Google, from its very beginning, thought it was so clever. It's never really stopped thinking that.
And when it discovers competition -- from what it deems an unworthy source -- Google can become irritable.
Here is but the latest chapter, for example, in its riveting browser scuffle with Microsoft.
Once upon a time, Google created Chrome, a browser that actually seemed to work for fundamental things like video and opening more than one tab at the same time.
Humans, flocking fools that they are, immediately forsook their old browsers. Why, Chrome's market share is now said to be almost 50 percent.
But then here came Microsoft with something oddly competent. Yes, it was still called Edge. But this Edge was smooth and sprightly. Which could be something to do with the fact that it's based on Google's Chromium platform.
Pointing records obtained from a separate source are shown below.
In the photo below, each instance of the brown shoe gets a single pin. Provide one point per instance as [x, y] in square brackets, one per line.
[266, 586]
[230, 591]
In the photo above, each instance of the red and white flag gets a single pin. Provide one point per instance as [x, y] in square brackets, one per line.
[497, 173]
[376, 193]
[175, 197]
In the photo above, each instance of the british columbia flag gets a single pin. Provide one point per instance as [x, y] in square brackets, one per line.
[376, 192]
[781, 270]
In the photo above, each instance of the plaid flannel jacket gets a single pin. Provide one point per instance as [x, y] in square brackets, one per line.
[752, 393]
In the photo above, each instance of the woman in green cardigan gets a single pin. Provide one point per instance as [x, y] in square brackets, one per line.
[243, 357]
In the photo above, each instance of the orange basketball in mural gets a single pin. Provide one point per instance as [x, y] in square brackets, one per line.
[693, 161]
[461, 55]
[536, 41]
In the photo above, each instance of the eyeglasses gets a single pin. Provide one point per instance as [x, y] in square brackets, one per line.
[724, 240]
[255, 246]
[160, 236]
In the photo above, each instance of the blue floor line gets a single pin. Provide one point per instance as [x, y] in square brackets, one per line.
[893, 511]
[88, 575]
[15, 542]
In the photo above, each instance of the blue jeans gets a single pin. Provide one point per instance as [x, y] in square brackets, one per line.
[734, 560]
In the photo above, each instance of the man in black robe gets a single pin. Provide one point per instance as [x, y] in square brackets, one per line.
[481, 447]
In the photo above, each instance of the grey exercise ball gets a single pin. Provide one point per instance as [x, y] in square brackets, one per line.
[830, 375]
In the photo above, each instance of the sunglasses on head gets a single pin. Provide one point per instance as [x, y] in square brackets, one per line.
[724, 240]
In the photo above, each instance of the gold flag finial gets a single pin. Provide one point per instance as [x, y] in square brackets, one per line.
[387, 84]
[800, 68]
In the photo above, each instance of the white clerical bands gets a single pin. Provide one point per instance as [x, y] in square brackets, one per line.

Google seemed miffed that Microsoft had created a functioning browser. It told users Edge isn't secure. Which is odd coming from a company that's just been sued for allegedly tracking users' private browsing activity.
Microsoft -- the new soft, but sturdy version -- intimated that apps from Google's Chrome Web store mess up Edge's inner workings.
But then Redmond realized it didn't have so many fine Edge extensions, so it started to recommend Chrome Web Store extensions.
A truce. Peace. No more furrowed browsers.
Oh, but now Google just won't let it go. Techdows has spotted that when users suddenly log on to their Gmail accounts from a new device -- via the strange browser that is the new Edge -- they get the standard security alert email message.
But a large part of it is now a slightly stroppy suggestion that they should use Chrome instead.
It reads: "Make the most out of Windows 10 with the Chrome browser. Chrome is a fast, simple, and secure browser, built for the modern Web."
Does this mean that Edge is a slow, complicated and insecure browser, built for Caxton's paper klaxon?
Yes, you'll tell me that Google has to advertise whenever and wherever it can. You'll also tell me Microsoft does something similar when you use Hotmail via, say, Firefox.
But the more Google shows its competitiveness with any -- even subtle -- reference to Edge, the more it gives Microsoft's browser credibility.
When you're the market leader, it's best not to acknowledge your lesser rivals. True, Google doesn't specifically mention Edge here. Yet the fact that it feels so needy -- this is a security alert, after all -- as to remind any GMail-loving Edge users that Chrome exists shows more than a hint of insecurity.
OK Google, so someone logged onto their Gmail account via Edge. Be cool about it. Perhaps even perform a little survey and ask them what they think of Edge.
Or does Google already know that Microsoft's new browser really is quite good, while Chrome is getting a little tired?